When watching the video about why we need activation functions at all, I’ve come up with another question:
Is there any situation where a well-built deep learning model would achieve worse results compared to other models (linear regression, logistic regression, random forests, etc.). This is, as I’m learning these topics, I would like to know which tool would make the best results for each situation and why. But maybe, it might be that the best tool is a deep learning model with the proper activation functions, number of units per layer, etc. Is that true?
This is a question that is observed in practice one can not give you an answer of what could happen :).
There may be cases where the DL model might perform same or worse than other ML models. Other factors also are important such as use of computation resources, DL models take a lot of resources in comparison.
One case I have heard of are that XGBOOST ensemble’s have performance quite close if not better than DL models for tabular data. But of course it needs to be observed in rel life situations.

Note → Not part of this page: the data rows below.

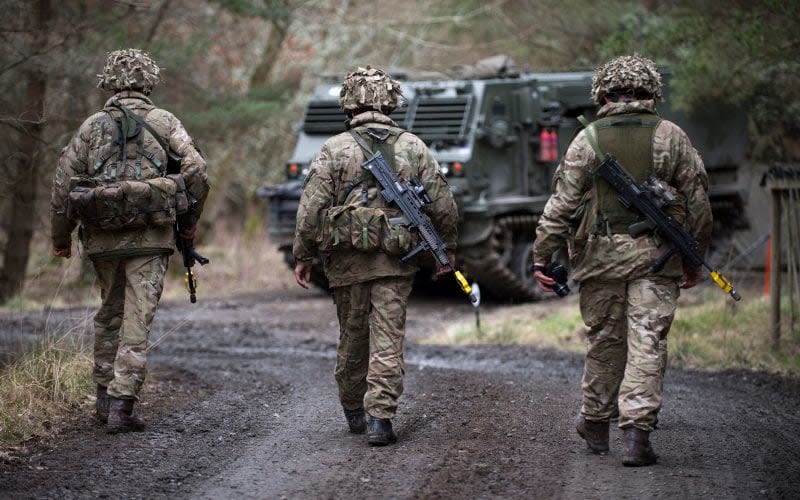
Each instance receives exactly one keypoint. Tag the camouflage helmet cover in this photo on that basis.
(129, 69)
(370, 88)
(626, 73)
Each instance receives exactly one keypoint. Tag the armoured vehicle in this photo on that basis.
(498, 141)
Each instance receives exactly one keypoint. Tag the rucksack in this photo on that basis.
(109, 199)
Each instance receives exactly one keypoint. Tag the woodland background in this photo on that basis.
(239, 72)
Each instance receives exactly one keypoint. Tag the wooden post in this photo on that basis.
(780, 182)
(775, 267)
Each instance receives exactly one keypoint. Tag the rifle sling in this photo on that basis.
(164, 145)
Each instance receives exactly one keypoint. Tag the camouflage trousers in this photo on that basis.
(130, 289)
(627, 348)
(369, 358)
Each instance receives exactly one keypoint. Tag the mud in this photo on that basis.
(241, 402)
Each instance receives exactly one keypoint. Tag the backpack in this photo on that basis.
(113, 198)
(357, 225)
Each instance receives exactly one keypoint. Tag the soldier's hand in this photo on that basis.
(691, 277)
(302, 273)
(65, 252)
(545, 282)
(187, 233)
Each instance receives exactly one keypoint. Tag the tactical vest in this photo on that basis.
(630, 139)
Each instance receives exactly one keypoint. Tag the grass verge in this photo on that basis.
(709, 332)
(42, 387)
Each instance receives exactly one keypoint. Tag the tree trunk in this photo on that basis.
(21, 215)
(277, 34)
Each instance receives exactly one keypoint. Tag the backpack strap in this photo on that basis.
(160, 140)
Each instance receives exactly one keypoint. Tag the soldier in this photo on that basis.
(112, 178)
(343, 219)
(627, 308)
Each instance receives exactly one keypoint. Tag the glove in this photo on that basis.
(65, 252)
(188, 233)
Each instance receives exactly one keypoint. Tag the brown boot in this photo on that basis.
(637, 448)
(101, 404)
(121, 417)
(594, 433)
(379, 432)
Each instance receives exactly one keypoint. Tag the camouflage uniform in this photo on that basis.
(370, 289)
(130, 263)
(627, 308)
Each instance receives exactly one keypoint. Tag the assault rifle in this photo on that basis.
(646, 199)
(410, 197)
(188, 251)
(190, 256)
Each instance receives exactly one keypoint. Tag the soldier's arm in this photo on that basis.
(72, 162)
(442, 211)
(571, 181)
(317, 195)
(193, 166)
(691, 180)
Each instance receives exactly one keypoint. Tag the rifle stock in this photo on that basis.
(410, 197)
(190, 257)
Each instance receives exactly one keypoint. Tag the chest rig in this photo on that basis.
(630, 139)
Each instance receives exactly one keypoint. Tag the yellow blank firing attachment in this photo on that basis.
(725, 284)
(474, 295)
(190, 281)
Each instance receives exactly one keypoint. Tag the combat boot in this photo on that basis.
(101, 403)
(638, 451)
(379, 432)
(121, 417)
(356, 420)
(594, 433)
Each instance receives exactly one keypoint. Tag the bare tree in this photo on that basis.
(19, 224)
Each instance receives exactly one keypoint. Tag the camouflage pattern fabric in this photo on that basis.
(627, 348)
(338, 163)
(129, 69)
(619, 256)
(626, 73)
(130, 290)
(93, 141)
(628, 309)
(370, 288)
(369, 358)
(369, 88)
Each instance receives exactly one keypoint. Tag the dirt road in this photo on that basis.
(241, 403)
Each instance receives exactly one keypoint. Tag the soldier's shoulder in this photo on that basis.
(409, 139)
(671, 129)
(161, 115)
(340, 140)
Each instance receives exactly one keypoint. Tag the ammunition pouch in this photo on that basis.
(351, 227)
(128, 204)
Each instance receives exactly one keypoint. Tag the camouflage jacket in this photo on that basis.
(338, 162)
(569, 210)
(94, 140)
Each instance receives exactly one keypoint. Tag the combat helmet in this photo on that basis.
(129, 69)
(631, 73)
(369, 88)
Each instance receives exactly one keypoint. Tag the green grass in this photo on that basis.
(710, 331)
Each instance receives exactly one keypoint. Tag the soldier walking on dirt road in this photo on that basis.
(129, 173)
(627, 308)
(343, 219)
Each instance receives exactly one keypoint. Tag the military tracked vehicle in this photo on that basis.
(498, 141)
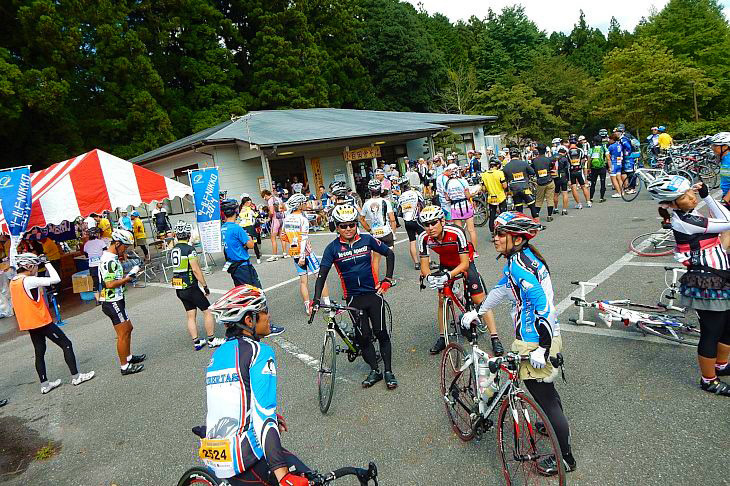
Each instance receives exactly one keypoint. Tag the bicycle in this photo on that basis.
(200, 476)
(470, 401)
(665, 326)
(328, 358)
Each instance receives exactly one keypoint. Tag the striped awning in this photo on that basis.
(91, 183)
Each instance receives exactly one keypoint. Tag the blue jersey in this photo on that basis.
(241, 399)
(526, 282)
(354, 263)
(234, 242)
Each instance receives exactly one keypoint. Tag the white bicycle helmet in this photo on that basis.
(430, 213)
(668, 187)
(345, 213)
(295, 201)
(722, 138)
(122, 236)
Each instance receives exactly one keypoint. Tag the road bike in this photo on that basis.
(655, 323)
(327, 369)
(474, 386)
(201, 476)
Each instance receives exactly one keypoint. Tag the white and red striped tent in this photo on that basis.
(91, 183)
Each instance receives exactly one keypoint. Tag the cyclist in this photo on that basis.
(241, 387)
(494, 184)
(517, 173)
(410, 204)
(597, 160)
(577, 157)
(705, 287)
(456, 256)
(296, 231)
(187, 278)
(32, 314)
(545, 184)
(111, 276)
(351, 254)
(526, 282)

Thanks for your answer! The point is, do you know of any example of those situations where a DL model would achieve worse results compared to other ML models? I don’t think it’s impossible, but it would be nice to know what factors make this happen, so we know how to decide on future situations
Hey @AlvaroViudez,
In situations where you have smaller datasets, and when you don’t have pre-trained deep learning models related anyhow to such datasets, ML models could certainly outperform DL models. But once again, as Gent pointed it out, you need to try out both for a definite answer.
In my opinion, a good rule of thumb is if you have large non-tabular datasets, enough computational resources, and you don’t want to perform manual feature engineering, DL models can be the way to go. However, if the datasets are small, tabular in nature, you don’t have lots of computational resources and you are comfortable with manual feature engineering, ML models are a good choice.
Note that this is my personal opinion, and isn’t either theoretically or empirically verified. In fact, I wouldn’t even trust this all the times. Ultimately, you have try both to find a definite answer. I hope this helps.
To add on to the opinions of @gent.spah and @Elemento, there is a raging debate going on in the area of time series forecasting where the battle is between classical time series forecasting methods Vs ML/DL - Classical time series methods have been hard to beat…Of late, DL seems to be making up lost ground, though .
It must be added here that a hybrid approach is also showing promise.
Hey @shanup,
Can you please elaborate a bit about the “classical time-series forecasting” methods that you are referring to in your reply? I used to believe that classical methods include ML models only along with some concepts from Digital Signal Processing, but looks like I was wrong
You are right in a way. But lets understand that the classical time series methods gained prominence and existed before the term ML was coined or became famous. The classical methods could belong to the ETS family like the exponential smoothing, holt-winter method etc or the extensive family of ARIMA and its variants etc…Granted that these methods would involve a learning algorithm to arrive at the final model parameters - Still, the classical purists would like to be considered in a different category from an ML method like say, XGBOOST
The famous M4 time series forecasting competition was won using a hybrid method - Exponential smoothing + RNN. And from there on, DL seems to be gaining respect (or atleast getting considered as a worthy nemesis ) within the classical time series forecasting community.